Tioga Road is a scenic drive through Yosemite's High Country which offers several vista points, waterfalls, lakes, hiking opportunities as well as the unforgettable Tuolumne Meadows. It is a great escape from the crowds of the valley and is usually open from June through September. The drive also takes you to some of the last great undeveloped land of the west.
Giant Sequoia National Monument was created on April 15, 2000 to preserve the remaining Sequoia Groves and forest outside of the National Parks. Highway 190 provides a scenic drive high in the Sierra Nevada to the Sequoia's with stunning mountain vistas and recreational areas along the Tule River.
Mariposa Grove is the largest Sequoia grove in Yosemite National Park. Its most famous resident 'Grizzly Giant' is estimated to be 1900-2400 years old, and is the 25th largest in the world. Abraham Lincoln famously protected these trees on June 30, 1864 as an Act of Congress.

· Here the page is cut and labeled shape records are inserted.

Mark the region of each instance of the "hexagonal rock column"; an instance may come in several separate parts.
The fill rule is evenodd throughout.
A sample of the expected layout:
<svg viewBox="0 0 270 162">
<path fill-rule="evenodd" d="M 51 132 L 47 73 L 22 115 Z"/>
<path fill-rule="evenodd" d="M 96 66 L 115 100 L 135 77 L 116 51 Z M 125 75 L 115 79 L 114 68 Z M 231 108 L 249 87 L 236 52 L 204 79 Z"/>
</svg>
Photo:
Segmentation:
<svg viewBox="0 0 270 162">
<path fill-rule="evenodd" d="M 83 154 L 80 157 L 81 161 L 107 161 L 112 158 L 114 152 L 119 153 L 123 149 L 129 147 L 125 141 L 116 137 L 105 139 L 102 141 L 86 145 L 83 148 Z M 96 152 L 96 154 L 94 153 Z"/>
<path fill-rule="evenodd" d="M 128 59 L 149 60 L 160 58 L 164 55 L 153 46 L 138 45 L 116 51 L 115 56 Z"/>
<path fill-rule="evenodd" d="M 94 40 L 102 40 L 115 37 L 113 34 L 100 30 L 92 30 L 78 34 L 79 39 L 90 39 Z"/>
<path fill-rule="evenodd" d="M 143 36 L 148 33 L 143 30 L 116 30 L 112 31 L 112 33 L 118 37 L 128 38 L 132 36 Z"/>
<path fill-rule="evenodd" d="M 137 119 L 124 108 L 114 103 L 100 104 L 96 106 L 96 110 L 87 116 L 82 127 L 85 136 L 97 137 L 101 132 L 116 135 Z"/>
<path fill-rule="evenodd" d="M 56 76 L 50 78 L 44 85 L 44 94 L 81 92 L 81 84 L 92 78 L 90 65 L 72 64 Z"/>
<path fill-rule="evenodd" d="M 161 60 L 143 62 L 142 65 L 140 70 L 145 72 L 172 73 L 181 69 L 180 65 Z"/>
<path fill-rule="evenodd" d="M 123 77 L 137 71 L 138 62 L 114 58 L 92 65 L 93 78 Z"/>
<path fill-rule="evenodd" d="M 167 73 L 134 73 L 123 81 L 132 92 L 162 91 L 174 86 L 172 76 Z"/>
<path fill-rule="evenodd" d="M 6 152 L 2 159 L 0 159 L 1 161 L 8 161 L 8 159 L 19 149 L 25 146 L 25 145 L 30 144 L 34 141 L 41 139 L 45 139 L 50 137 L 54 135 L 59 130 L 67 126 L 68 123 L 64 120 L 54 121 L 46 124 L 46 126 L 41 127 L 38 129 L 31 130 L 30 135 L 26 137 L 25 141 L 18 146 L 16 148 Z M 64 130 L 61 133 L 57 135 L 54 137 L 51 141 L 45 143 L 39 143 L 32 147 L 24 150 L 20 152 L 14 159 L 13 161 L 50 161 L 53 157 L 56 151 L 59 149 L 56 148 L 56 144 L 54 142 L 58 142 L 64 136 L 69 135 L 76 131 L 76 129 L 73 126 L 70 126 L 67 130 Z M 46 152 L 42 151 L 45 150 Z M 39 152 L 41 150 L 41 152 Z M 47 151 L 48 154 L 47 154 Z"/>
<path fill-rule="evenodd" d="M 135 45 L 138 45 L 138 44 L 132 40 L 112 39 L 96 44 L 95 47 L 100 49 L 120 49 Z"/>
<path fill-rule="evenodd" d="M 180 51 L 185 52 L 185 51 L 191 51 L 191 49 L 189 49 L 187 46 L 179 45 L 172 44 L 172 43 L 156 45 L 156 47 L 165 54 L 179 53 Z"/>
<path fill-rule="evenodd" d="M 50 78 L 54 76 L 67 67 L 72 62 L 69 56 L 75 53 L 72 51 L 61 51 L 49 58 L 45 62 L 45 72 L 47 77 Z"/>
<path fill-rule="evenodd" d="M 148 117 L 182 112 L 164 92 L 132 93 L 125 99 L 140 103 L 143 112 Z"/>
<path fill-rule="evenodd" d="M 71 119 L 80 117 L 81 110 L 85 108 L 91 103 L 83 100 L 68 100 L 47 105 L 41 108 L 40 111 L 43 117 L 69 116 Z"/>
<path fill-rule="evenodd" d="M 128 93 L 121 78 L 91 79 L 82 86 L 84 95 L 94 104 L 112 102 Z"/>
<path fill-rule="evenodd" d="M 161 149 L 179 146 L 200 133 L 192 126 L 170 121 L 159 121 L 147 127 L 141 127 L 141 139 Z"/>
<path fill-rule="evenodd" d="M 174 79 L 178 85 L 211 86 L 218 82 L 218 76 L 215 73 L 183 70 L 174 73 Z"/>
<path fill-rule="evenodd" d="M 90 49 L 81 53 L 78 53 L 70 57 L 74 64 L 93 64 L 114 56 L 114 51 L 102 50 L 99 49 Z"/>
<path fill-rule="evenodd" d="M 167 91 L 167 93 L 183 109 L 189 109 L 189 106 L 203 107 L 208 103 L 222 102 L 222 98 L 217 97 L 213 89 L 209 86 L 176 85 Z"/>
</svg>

Stunning trails wind through this enchanting forest of gentle giants.
Tuolumne Meadows is the serene and stunningly beautiful alpine meadow of Yosemite's High Country. At 8,600 feet, it can be reached by the scenic Tioga Road in the summertime where the Tuolumne River flows among draping peaks. The meadows mark the northern border of the largest stretch of road-less wilderness in the continental United States allowing you to escape in solitude.
Wind Wolves Preserve is the largest non-profit preserve on the west coast at 93,000 acres. The Transverse & Coast Ranges, Sierra Nevada, Mojave Desert and San Joaquin Valley all meet to create one of the most ecologically diverse regions in the country. Protected by the Wildlands Conservancy, the preserve is free and open to the public for all to enjoy. Visit in the Spring when the golden hills turn a brilliant green and burst with wildflowers.
Vernal Fall in Yosemite National Park drops a stunning 317 feet along the Merced River. The falls can be accessed from base to top by a strenuous 2.4 mile hike along Mist Falls Trail where a refreshing mist will soak you alongside a mirage of rainbows. Visit in the Spring and Early Summer for a roaring dance of water.
Big Trees Trail is an easy 2/3 mile walk that winds through Round Meadow in Sequoia National Park. With its towering giant sequoias and lush green meadows, it is the perfect way to immerse yourself in the Giant Forest.
Kings Canyon Scenic Byway (Highway 180) travels from Giant Sequoia Groves down into the heart of the Sierra Nevada Wilderness. The canyon is the deepest in North America and will keep you on your toes as you make the mountain-hugging descent. Stop at Junction View for a stunning panoramic vista. Once in the canyon, the drive follows the impressive Kings River, several waterfalls and lush forest surrounded by towering granite peaks.
A walk around the General Grant Grove of Kings Canyon National Park is the perfect way to experience gentle giants up close. Several Giant Sequoia's surround winding trails of lush forest leading to the second largest tree in the world, General Grant, which measures 268 feet tall and 34 feet in diameter. President Coolidge named this Sequoia the Nation's Christmas tree in 1926 and has been famous ever since.